Impact of the Japanese Election, August 2009
Impact of the Japanese Election, August 2009On August 30, 2009, the Democratic Party of Japan (DPJ) accomplished a historic landslide victory over the Liberal Democratic Party of Japan (LDP), which launched DPJ member Yukio Hatoyama into the Prime Ministership. Prime Minister Hatoyama was inaugurated as Prime Minister on September 16. Except for a brief period from 1993-94, the Liberal Democratic Party had held the prime ministership nonstop from 1955 until September 16 of this year. This election offers many teachable lessons, ranging from viewing how the development of a competitive two party system affects policy to possible changes in the US-Japan and Japan-East Asia relationships.
For those unfamiliar with Japanese politics, some basic background information might be helpful. Japan has a parliamentary democracy encoded in its Postwar Constitution. From 1946 until 1955, there was competition amongst a number of parties to lead Japan. However, from 1955 until this year, the LDP has manage to gain a stranglehold on the Prime Ministership. At times, the LDP has had to form a coalition with other parties, most recently the Shin Komeito or Clean Government Party, but often without the need to form a coalition. The DPJ was founded in 1996. Many of its members are former members of the LDP who defected for various reasons over the year. As a Parliamentary democracy, the Prime Minister and Cabinet are all elected members of Parliament.
As can be seen in the articles and webcasts highlighted below, there are a number of challenges facing the DPJ, and their election offers many questions about both Japan and the democratic system, that can be explored in the classroom. Amongst the questions that many have raised, and can be used in the classroom, are:
1. Why was the DPJ able to win? Does it reflect real support for DPJ proposals, or is it more an indication of frustration with the LDP? What does the DPJ stand for?
2. What are the main challenges facing the DPJ?
3. The DPJ has said that they want to control the bureaucracy. What do they mean by this? Why would it be important for elected politicians to control appointed bureaucrats? What problems might occur if career bureaucrats become less important?
4. Do you think that this election will lead to a more competitive two party or multiparty system in Japan? How might this development be good for Japan? How might this development hurt Japan?
5. How do you think the election will affect US-Japan relations?
Some useful articles about the election and its implications include:
“Weekly Report/ Politics: After 13 hectic years, DPJ takes over” Asahi Shinbun, September 12, 2009
Provides a good overview of the history of the DPJ and its leadership.

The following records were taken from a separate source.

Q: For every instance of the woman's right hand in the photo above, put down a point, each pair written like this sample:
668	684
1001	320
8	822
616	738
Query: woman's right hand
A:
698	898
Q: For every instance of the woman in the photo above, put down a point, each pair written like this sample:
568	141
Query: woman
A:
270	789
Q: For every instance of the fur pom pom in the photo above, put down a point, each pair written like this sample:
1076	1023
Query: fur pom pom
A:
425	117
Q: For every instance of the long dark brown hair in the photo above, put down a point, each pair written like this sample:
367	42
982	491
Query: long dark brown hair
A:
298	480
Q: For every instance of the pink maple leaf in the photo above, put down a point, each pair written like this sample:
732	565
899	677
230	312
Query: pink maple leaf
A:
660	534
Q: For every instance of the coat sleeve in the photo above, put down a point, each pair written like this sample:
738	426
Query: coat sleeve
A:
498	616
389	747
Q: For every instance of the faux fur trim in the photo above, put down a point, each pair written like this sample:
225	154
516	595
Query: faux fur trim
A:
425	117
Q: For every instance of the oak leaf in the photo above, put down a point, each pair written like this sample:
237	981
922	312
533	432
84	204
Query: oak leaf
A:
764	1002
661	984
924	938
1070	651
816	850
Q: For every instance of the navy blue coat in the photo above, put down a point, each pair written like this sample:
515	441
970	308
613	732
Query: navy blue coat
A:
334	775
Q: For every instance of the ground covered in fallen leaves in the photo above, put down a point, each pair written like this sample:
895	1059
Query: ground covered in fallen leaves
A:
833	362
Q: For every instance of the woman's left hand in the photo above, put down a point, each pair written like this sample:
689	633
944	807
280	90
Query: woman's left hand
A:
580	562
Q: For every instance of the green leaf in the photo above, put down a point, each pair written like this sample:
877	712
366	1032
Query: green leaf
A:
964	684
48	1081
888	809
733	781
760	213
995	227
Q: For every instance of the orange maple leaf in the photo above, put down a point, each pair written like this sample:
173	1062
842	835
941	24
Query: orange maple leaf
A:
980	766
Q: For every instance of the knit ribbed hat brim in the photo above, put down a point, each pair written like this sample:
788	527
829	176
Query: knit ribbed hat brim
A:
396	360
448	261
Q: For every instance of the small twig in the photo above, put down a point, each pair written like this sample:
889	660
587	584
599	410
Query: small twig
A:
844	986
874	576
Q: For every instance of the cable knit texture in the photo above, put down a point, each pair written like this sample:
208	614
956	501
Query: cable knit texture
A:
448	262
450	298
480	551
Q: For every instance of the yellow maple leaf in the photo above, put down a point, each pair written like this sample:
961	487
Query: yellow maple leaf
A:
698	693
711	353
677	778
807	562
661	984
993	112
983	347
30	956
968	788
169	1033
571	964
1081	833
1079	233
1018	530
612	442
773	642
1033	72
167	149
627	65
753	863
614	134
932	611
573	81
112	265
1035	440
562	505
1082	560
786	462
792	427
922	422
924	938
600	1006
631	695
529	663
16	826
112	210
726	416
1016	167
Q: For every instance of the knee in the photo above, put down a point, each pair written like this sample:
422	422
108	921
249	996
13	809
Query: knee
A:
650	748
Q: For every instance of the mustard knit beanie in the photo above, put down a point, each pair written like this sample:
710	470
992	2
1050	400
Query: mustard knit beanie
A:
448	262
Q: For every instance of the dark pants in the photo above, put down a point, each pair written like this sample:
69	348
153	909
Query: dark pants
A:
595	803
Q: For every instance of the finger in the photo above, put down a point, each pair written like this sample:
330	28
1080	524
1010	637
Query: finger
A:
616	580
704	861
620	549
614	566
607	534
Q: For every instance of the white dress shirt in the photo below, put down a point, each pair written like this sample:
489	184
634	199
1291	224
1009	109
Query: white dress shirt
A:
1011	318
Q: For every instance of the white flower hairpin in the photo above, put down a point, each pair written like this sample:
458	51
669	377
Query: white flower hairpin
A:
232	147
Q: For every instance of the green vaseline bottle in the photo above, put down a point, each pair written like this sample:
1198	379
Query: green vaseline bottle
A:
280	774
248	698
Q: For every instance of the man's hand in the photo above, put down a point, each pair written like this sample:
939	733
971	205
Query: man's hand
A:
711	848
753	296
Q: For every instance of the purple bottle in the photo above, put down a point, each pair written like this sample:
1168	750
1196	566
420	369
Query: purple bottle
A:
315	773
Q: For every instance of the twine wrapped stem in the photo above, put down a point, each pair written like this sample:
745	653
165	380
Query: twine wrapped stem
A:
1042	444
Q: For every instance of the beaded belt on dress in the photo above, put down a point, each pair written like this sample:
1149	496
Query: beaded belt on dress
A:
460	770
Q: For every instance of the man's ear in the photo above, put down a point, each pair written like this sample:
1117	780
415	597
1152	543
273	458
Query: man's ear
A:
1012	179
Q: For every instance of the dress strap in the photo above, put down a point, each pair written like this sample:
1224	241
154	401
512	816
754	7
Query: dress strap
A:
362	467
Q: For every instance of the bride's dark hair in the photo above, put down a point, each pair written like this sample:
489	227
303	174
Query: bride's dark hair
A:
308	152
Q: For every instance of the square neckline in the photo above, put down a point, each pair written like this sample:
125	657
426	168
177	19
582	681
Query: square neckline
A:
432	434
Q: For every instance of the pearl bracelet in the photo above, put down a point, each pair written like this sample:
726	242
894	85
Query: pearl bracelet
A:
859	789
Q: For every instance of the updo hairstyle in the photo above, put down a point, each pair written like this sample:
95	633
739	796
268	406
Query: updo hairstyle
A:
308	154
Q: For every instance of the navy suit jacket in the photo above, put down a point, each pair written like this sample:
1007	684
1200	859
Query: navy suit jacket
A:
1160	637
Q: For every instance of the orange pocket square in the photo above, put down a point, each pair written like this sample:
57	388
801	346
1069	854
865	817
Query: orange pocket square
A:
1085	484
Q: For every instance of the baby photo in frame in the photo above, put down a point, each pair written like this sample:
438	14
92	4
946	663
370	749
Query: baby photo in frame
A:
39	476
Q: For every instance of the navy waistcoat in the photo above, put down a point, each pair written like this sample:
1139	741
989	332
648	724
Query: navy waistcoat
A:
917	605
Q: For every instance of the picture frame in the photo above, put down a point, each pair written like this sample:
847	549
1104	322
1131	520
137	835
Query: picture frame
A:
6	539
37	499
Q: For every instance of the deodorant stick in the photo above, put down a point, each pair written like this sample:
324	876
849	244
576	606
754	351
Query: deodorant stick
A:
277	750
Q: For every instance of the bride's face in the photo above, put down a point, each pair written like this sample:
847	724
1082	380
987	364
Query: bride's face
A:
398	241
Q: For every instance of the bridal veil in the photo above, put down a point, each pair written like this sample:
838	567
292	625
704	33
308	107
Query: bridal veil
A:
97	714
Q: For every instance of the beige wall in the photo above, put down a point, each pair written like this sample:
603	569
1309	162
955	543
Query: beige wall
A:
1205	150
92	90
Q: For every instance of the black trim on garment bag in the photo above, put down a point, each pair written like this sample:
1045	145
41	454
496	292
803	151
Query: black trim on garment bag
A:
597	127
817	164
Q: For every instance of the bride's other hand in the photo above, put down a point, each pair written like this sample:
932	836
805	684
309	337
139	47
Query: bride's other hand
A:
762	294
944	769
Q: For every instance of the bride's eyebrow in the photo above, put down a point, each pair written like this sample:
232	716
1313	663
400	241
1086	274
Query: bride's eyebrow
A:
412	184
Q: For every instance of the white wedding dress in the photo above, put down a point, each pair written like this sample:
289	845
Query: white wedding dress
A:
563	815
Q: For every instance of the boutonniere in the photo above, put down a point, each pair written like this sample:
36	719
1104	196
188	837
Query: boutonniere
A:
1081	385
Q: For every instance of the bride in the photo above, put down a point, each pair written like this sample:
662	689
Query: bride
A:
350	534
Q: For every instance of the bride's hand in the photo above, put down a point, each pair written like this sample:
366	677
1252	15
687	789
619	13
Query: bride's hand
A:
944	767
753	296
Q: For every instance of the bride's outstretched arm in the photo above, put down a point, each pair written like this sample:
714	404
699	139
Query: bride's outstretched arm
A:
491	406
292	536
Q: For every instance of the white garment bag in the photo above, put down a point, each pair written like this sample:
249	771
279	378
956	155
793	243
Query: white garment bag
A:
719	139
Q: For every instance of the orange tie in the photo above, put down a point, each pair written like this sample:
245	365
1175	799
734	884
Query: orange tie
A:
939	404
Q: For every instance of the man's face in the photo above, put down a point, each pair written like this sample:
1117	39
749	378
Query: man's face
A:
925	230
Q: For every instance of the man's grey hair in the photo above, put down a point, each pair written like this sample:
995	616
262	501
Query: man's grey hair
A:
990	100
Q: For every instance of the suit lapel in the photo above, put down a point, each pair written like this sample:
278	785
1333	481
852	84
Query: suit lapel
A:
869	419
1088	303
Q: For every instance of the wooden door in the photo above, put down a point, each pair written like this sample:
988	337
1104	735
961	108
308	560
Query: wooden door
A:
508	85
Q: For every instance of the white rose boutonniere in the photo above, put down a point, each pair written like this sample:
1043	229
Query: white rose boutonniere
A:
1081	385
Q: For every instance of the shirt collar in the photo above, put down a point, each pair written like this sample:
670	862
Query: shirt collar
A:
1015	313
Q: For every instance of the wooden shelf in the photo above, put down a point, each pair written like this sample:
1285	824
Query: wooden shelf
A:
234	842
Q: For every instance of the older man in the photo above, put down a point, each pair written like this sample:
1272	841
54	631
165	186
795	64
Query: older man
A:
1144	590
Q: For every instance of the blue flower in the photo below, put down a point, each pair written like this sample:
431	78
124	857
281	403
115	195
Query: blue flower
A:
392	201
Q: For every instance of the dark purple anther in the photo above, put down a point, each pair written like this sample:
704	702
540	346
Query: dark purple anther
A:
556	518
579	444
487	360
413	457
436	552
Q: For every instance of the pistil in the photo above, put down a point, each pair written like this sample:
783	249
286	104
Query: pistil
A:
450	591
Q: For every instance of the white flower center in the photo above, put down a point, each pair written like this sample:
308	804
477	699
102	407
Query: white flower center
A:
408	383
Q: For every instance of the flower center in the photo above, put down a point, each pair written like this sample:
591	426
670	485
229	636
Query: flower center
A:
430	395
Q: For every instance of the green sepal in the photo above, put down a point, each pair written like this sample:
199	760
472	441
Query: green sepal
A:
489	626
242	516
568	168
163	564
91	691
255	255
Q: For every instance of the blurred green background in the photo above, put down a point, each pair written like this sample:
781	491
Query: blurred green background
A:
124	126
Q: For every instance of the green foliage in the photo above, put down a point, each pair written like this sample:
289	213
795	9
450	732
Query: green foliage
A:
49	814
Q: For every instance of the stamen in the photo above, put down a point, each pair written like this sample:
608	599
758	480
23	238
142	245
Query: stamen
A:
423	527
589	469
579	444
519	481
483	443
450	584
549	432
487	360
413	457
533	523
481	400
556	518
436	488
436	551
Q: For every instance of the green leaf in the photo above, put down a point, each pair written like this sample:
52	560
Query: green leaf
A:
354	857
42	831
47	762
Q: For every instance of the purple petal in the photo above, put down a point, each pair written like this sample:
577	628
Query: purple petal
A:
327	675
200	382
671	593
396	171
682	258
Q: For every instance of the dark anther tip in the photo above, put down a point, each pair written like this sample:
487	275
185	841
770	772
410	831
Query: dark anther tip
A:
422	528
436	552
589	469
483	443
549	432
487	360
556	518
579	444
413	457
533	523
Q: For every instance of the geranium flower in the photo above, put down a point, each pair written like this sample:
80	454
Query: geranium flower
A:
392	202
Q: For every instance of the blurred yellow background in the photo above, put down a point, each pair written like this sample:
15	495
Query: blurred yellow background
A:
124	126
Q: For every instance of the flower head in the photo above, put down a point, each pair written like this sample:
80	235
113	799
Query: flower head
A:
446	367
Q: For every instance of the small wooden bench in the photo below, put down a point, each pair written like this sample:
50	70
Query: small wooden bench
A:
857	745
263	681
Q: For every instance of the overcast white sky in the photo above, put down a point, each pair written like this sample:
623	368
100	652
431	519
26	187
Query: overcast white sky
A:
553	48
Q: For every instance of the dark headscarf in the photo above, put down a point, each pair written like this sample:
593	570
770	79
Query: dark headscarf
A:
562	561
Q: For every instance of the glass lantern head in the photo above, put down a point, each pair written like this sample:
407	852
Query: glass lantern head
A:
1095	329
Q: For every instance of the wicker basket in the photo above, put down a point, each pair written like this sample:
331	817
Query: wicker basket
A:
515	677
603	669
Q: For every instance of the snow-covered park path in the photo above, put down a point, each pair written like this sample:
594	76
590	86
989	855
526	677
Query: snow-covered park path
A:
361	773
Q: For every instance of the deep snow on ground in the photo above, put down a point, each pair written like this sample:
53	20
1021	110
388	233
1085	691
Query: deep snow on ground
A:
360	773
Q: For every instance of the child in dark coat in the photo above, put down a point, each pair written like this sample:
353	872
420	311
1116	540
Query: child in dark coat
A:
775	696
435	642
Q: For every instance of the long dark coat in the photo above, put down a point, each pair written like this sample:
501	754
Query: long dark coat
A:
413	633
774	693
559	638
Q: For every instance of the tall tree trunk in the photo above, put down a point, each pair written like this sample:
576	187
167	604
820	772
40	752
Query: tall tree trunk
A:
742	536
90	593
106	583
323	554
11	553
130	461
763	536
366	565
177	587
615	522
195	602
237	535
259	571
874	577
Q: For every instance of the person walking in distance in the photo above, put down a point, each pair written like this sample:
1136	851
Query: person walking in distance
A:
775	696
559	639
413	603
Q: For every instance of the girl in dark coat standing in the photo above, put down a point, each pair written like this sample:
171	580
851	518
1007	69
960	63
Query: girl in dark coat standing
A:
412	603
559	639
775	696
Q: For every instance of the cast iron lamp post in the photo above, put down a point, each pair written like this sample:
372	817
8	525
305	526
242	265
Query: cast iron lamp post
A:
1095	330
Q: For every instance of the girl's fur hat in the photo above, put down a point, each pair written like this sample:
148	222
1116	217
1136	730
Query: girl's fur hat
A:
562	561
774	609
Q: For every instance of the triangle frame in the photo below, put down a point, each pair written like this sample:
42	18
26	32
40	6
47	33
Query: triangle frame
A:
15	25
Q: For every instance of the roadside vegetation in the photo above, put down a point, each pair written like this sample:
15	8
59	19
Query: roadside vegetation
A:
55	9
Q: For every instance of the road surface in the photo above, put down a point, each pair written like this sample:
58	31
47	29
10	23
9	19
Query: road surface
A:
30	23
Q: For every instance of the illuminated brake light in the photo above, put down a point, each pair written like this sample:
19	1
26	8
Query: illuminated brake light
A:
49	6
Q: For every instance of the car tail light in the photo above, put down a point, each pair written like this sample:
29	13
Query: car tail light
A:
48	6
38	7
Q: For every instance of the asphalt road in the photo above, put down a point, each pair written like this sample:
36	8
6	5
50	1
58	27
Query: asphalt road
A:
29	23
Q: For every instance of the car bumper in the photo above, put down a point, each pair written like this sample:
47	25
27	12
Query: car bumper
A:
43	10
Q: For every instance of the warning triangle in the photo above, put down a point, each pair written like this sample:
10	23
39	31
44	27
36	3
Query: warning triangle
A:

“Hatoyama's historic Cabinet in business” Asahi Shinbun, September 17, 2009
Quick overview of what the new cabinet intends to accomplish
“Hatoyama Ushers in New Era in Politics” Japan Times, September 17, 2009
Brief overview of the historic importance of the new cabinet
“Bureaucratic Reform First Hurdle” Japan Times, September 17, 2009
Explains the challenges the DPJ faces to create bureaucratic reform, and outlines the DPJ policies to reform the bureaucracy.
"Cabinet's support rate 72%" Japan Times, September 18, 2009
Shows the DPJ's high approval rating.
“Hatoyama Cabinet” Japan Times, September 16, 2009
Brief profiles of each member of the cabinet
Webcast: “Japan Election 2009: Political, Economic, and Security Implications for the Future”
Jun Saito of Yale University (and former diet member representing the DPJ), Christina Davis of Princeton, and Edward Lincoln of NYU speculated on the implications of the election in this panel discussion moderated by Ken Karube, New York Bureau Chief for Jiji Press.
Asahi Shinbun Editorial: “New Dawn in Politics” Asahi Shinbun, September 17, 2009
One of Japan’s major newspapers offers its editorial opinion about the potential for the new cabinet to create change in Japan.
DPJ English Homepage
The English Language website of the DPJ offers outlines of a number of their key policy proposals.
LDP English Homepage
Thia English Language website contains the LDP policy proposals. Note: it has not been updated since before the election.
Note: Japan Society is a non-partisan, American non-profit organization and takes no official position regarding Japanese governmental policies or Japanese political parties.